Well, what you were telling the OP was: "Drive through that one-way
road to the post office." and not even mention that there's a the
big, fat sign that forbids to drive in that direction.

You obviously missed where I said:

This is of course not theoretically portable, but is likely to work
on all machines where the answer would be useful.

-- Richard

 

[Jack Klein]

On 2 Aug 2004 22:01:00 GMT, (e-mail address removed) (Richard Tobin)
wrote in comp.lang.c:

[snip]

*If* your C implementation uses a stack - and if you say yours
doesn't, you're probably lying

[snip]

It just so happens that I frequently use an excellent compiler for a
popular microcontroller, and automatic variables are _NEVER_ allocated
on a stack.

BTW, *plonk* for the accusation.

 

[Dik T. Winter]

>
> you almost certainly meant to write ....

Almost certainly *not*. While the changed code may work on most
implementations, it will *not* work if parameter frames are put on
a place quite different from the standard stack. "a" is the address
of the original on the stack, "&a" is the address of the place where
that address is put to be passed as parameter.

 

[Alex Fraser]

[snip]

Anyway, there is very little consensus what the "top" and the "bottom"
of memory mean. While many people think that it is obvious, they don't
quite agree which of the two obvious possibilities they mean.

What are the two possibilities?

Much better to use the terms "left to right" or "right to left".

How does that help?

Alex

 

[Richard Bos]

I wanted to know whether the stack in a C program is growing upwards
or downwards.

Many people have been telling you that you can't do this, and that if
you assume a bog-standard OS you might be able to do this after all, and
that the results you might get are not necessarily meaningful, but
nobody has asked what I consider the most important question: _why_ do
you want to know this?
If it's simple curiosity, well and good, but if you think you really
need to know this in order to write good C, you are most likely better
off not knowing.
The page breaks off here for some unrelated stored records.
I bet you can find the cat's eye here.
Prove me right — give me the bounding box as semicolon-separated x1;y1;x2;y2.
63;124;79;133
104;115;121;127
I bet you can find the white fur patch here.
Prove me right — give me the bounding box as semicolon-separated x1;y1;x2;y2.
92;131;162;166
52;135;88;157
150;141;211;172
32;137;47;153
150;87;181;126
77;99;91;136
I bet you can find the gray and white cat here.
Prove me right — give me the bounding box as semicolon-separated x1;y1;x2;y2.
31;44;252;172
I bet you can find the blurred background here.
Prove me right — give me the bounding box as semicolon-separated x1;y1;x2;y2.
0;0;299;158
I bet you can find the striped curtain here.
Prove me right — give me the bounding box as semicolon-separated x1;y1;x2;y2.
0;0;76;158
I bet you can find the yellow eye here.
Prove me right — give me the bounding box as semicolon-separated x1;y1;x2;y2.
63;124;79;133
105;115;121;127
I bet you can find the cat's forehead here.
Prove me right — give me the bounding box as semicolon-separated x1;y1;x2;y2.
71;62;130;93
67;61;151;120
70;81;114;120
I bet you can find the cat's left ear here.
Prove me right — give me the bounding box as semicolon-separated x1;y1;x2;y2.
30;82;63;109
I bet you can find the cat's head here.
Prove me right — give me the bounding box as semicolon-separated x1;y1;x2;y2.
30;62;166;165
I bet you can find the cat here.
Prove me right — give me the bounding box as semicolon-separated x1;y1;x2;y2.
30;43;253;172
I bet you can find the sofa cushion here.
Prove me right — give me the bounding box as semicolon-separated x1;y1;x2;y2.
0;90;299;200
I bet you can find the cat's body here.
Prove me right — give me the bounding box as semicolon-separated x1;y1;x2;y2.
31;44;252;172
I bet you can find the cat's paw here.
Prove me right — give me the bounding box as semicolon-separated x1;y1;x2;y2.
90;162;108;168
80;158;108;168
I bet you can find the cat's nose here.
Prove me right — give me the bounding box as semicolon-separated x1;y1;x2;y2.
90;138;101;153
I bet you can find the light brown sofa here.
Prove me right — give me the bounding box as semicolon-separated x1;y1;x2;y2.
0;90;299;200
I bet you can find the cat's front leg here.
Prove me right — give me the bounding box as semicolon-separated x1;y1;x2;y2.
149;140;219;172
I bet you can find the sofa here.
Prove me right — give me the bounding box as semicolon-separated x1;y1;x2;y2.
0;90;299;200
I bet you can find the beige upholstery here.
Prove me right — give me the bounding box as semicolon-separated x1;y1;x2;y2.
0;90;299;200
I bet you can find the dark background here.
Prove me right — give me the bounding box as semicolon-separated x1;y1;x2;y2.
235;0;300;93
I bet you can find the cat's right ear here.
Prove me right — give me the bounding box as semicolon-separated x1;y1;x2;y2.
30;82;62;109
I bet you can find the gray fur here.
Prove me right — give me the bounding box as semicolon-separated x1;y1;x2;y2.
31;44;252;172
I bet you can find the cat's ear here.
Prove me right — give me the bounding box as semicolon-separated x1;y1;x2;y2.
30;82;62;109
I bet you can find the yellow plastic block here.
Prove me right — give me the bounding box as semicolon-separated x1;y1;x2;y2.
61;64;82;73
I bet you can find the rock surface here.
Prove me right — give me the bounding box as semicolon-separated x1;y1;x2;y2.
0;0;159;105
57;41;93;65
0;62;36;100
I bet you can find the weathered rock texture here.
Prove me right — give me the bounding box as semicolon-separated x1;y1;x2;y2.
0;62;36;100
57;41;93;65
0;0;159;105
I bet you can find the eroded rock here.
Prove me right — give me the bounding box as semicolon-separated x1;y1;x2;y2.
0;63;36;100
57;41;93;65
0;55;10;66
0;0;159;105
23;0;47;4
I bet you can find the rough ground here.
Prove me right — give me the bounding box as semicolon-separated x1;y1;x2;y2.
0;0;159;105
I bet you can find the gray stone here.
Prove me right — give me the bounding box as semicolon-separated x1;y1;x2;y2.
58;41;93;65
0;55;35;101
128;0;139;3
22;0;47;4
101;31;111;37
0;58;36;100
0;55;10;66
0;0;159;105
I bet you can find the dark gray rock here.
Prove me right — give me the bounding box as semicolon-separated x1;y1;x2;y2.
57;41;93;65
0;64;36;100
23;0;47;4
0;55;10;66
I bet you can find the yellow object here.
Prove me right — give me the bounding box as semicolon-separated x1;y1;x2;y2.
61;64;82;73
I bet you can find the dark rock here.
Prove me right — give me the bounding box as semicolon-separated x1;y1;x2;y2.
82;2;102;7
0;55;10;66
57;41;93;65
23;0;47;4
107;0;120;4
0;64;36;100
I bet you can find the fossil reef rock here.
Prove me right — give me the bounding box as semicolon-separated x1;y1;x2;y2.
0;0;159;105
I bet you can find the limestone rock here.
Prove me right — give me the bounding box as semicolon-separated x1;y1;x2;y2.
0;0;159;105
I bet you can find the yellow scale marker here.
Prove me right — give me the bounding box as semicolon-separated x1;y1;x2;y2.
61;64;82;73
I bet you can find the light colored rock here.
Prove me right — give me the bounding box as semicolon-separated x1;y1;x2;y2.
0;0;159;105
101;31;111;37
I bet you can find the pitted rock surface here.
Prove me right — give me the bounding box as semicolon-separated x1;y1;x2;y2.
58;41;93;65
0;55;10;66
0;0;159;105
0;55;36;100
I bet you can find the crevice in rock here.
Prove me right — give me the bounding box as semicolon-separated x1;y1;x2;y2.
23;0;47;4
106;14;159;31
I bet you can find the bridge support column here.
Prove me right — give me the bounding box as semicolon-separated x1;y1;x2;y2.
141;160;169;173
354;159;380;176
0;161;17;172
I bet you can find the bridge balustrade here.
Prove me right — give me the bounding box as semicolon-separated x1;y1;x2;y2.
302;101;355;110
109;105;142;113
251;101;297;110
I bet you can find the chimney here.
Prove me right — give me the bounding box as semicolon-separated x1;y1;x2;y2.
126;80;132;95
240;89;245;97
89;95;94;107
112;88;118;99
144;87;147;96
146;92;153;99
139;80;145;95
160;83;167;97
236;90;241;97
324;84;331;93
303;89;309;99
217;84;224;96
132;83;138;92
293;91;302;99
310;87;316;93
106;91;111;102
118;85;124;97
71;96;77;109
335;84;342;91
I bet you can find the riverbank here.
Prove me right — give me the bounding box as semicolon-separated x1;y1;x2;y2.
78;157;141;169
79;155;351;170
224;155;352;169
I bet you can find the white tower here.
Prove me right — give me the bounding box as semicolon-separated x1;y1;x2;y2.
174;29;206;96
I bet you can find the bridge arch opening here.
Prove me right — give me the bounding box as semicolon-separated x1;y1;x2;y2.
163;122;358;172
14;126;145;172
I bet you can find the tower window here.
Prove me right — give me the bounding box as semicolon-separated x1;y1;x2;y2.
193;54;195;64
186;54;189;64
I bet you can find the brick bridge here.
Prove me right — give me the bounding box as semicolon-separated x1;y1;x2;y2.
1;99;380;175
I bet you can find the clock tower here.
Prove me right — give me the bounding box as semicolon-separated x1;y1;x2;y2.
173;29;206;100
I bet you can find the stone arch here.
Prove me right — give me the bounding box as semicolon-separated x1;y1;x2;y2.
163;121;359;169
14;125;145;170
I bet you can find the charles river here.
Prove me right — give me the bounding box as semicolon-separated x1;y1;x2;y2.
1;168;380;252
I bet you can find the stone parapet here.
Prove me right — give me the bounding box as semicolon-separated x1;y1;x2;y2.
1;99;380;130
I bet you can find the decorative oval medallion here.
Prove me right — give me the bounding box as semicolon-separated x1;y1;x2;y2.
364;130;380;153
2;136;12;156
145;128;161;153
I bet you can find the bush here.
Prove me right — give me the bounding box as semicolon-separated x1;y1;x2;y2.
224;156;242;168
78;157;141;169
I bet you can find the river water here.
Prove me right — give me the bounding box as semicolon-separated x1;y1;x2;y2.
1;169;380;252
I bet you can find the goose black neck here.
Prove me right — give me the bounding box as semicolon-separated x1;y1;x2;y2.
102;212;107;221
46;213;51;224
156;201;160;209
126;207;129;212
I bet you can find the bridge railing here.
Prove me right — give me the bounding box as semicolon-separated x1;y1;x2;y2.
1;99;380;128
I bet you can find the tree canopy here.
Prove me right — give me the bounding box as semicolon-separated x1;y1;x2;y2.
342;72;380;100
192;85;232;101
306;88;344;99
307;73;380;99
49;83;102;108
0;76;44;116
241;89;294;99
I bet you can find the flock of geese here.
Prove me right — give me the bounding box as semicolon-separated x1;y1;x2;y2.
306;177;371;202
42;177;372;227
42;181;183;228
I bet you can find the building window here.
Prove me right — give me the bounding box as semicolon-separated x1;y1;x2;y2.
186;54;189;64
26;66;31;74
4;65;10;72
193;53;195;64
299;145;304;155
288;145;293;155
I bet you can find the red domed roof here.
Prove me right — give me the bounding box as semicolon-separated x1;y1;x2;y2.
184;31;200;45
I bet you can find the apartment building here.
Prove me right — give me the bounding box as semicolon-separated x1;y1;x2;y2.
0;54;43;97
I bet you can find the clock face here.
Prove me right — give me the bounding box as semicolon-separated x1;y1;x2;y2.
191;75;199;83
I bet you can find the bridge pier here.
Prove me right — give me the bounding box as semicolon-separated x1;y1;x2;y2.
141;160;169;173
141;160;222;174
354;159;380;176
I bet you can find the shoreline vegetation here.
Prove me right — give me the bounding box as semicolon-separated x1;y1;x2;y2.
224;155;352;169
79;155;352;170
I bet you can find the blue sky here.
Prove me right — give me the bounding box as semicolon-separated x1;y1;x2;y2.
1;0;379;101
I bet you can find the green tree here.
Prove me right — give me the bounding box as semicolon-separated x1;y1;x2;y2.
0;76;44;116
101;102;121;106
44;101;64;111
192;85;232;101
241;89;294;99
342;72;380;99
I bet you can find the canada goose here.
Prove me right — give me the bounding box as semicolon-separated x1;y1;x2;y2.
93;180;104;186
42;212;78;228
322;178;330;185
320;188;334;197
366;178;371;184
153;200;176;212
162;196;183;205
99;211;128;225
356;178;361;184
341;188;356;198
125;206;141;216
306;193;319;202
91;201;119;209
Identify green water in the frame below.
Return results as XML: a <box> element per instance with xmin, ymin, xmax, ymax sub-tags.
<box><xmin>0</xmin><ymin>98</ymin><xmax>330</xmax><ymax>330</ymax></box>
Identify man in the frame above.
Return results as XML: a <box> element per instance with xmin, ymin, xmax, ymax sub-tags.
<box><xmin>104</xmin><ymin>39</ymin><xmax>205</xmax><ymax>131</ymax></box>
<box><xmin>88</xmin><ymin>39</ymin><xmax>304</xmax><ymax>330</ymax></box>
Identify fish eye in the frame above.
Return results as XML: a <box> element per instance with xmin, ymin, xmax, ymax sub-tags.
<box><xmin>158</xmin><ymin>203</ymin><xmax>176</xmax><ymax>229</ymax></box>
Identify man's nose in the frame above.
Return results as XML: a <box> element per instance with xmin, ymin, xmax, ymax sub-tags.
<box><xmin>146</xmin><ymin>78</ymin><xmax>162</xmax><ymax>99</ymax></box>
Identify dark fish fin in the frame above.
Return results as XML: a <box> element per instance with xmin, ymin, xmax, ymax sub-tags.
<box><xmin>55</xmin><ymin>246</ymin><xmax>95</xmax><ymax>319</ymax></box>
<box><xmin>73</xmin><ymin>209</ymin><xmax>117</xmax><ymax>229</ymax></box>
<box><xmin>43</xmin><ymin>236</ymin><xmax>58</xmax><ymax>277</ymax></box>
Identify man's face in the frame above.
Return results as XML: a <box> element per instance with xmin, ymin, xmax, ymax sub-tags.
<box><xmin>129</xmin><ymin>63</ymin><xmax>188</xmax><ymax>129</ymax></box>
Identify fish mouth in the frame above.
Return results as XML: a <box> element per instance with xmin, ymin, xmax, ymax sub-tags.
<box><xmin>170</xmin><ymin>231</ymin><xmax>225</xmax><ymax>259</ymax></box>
Relying on system-dependent details like this is a
great way to make your code not only unportable, but unmaintainable and
probably more buggy than ordinary code.

Richard

 

[Christian Bau]

[snip]

Anyway, there is very little consensus what the "top" and the "bottom"
of memory mean. While many people think that it is obvious, they don't
quite agree which of the two obvious possibilities they mean.

What are the two possibilities?

Can you think of _one_ possibility? If you say that a stack grows
"upward" or "downward" you must be able to say what that means, right?